Kierowca F1 wskazał największy problem tego sezonu. "Nie da się zrozumieć tego, jak działają opony"

Zespół Haasa ma w tym sezonie ogromne problemy z oponami. Kierowca Kevin Magnussen uważa, że tegorocznych opon Pirelli nie da się zrozumieć.

Za zespołem Haas jest kolejny fatalny weekend. Duńczyk uzyskał w kwalifikacjach na Red Bull Ringu piąty rezultat, lecz w wyścigu zarówno on jak i jego partner Romain Grosjean nie byli w stanie podjąć walki. Obaj kierowcy finiszowali w drugiej dziesiątce, choć Magnussen odbył karę za złe ustawienie na polach startowych.

Zobacz wideo

Stajnia z Kannapolis ma duże problemy ze zmuszeniem ogumienia do pracy w trybie wyścigowym, co nie pozwala jej wydobyć konkurencyjnych osiągów z bolidu. Nie potrafię tego wyjaśnić. To zbyt skomplikowane. Nawet my tego nie rozumiemy. To jest niemożliwe - powiedział Kevin Magnussen.

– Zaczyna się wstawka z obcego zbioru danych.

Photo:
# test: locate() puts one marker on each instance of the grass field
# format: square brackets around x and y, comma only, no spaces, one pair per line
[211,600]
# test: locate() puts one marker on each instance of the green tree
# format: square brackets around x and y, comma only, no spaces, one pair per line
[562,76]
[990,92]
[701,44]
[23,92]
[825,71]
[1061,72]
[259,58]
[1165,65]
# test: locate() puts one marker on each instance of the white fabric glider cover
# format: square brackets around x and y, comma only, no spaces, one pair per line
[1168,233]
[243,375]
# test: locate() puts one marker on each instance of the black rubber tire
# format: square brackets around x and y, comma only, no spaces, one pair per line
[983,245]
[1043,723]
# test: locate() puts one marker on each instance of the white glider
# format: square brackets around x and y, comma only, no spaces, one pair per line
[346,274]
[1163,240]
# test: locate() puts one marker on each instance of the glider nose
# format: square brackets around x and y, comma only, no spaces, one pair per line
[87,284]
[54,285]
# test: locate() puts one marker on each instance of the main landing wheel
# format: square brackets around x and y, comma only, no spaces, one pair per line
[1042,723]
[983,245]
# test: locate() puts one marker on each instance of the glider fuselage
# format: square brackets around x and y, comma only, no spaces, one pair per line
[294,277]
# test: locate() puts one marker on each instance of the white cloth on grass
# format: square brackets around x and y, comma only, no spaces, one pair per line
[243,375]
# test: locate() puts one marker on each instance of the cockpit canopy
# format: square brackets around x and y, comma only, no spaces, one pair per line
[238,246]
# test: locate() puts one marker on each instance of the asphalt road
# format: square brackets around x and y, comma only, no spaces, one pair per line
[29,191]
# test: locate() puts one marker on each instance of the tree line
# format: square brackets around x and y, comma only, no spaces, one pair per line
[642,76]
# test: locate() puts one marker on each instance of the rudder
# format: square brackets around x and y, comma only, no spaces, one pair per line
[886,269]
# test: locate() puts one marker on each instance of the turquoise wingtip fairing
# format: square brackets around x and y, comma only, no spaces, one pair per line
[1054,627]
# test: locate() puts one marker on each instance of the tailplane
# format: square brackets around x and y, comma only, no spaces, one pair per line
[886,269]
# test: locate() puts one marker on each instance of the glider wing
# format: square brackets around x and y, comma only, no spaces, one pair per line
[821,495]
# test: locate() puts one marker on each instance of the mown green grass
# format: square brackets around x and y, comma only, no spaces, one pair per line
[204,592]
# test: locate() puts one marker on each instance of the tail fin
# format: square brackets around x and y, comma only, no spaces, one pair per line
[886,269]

26-latek w trakcie wyścigu w Austrii rozmawiał z inżynierem przez radio na temat temperatury opon. Kierowca zapytany o tę kwestię przez dziennikarzy, odpowiedział: - O jakiej dokładnie temperaturze rozmawiamy? Hamulców, felg, nawierzchni? Nie można po prostu powiedzieć «temperatura opon». Ona jest mierzona wewnątrz, pośrodku czy na brzegach. Dochodzi do tego również bieżnik. To zbyt nudne by o tym rozmawiać. To wręcz super nieinteresujące. Gdybym był właścicielem F1, to dopilnowałbym, aby opony nie były powodem do rozmów. Powinny pracować, a dyskusje mają odbywać się na temat czegoś interesującego.